Haemostasis was achieved by pressure and the donor site was dressed with antibiotic ointment under pressure dressing.
Preparation of Cell suspension:
- The epidermal grafts were washed and then transferred to the petridish with the added trypsin/EDTA (mentioned above).
- The grafts were completely soaked by repeatedly turning it back and forth. Finally, the epidermal surface was kept upwards.
- The petridish along with the grafts was incubated in an incubator at 37°C for 50 minutes.
- The grafts were transferred into a petridish containing 8 ml of melanocyte nourishment medium i.e. Dulbeccos modified eagle medium/F12- DMEM. This media also acted as a diluting agent to wean off the trypsin action. All the subsequent steps were performed in a laminar air flow bench under strict aseptic conditions.
- The epidermis was teased gently and separated from the dermis with forceps.
- The dermal pieces were discarded and the epidermal pieces were retained. The epidermal pieces were scraped, so that they did not have any pigment left on their surface.
- The transparent epidermal pieces were discarded and the remaining solution was transferred into a centrifuge tube.
- The tube was centrifuged for 06 minutes at 3000 rpm. The cell pellet settled down to the bottom.
- The floating epidermal pieces along with supernatant fluid were discarded leaving the cell pellet at the bottom.
- The pellet was resuspended in a total volume of 0.8ml DMEM medium and transferred gently in steps to a spatula.
Recipient site (Vitiliginous area):
- Surgical preparation (cetavlon, spirit, povidone iodine), marking the area (2-3 mm more than the border of the lesion), LA (1% Xylocaine).
- The vitiliginous areas were dermabraded down to dermoepidermal junction with a diamond fraise wheel. Ideal level was when pinpoint bleeding spots appeared. The denuded areas were covered with gauze pieces moistened with normal saline/isotonic sodium chloride solution after achieving adequate hemostasis.
- The cell suspension was applied evenly on the denuded area and spread uniformly with spatula.
- The areas were covered with a collagen dressing Collacor CX or Vaseline gauze.
- This was covered with sterile gauze pieces moistened with DMEM (Dulbecco's Modified Eagle Medium)/F12 and held in place by Tegaderm transparent dressing.

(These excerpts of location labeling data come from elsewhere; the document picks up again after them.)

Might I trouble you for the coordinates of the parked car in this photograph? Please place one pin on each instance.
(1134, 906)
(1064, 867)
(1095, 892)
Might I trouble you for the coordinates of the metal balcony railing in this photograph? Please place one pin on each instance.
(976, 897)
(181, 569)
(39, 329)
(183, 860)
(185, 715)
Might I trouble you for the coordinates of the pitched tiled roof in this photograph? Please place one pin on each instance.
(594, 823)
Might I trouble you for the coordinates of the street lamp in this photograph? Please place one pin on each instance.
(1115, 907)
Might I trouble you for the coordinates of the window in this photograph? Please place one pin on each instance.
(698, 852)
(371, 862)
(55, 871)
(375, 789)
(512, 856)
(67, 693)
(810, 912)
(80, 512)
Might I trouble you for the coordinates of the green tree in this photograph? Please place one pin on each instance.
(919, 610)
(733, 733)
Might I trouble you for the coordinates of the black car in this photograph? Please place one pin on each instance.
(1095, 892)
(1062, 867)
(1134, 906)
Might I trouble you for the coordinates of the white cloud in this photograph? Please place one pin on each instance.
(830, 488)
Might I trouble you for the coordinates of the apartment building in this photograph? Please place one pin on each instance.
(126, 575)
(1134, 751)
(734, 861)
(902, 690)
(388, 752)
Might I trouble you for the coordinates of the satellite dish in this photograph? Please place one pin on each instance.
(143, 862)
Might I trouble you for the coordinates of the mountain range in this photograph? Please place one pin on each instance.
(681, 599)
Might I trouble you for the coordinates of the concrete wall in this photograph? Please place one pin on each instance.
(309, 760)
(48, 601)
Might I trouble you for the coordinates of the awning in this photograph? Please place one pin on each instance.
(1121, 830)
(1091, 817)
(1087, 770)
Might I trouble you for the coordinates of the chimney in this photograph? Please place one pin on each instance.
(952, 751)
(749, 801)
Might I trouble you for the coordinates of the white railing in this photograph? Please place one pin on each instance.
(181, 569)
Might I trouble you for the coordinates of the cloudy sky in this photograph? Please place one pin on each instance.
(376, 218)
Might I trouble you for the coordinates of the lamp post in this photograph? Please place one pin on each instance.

- Patient was immobilized for 30 minutes (elevation of part if required - foot) and then allowed to go with the instructions for restricted movement and to avoid vigorous activities for the next seven days.
Data was analyzed using SPSS software ver. 21.0. Appropriate statistical tests were used to determine the significance of the results as per type and distribution of data. The following outcome measures were analyzed:
- Percentage of patients with different site specific vitiligo patches as over face, lips, trunk, legs, acral and bony prominences.
- Percentage of re-pigmentation after six months of site specific vitiligo patches as over face, lips, trunk, legs, acral and bony prominences as per photographical improvement.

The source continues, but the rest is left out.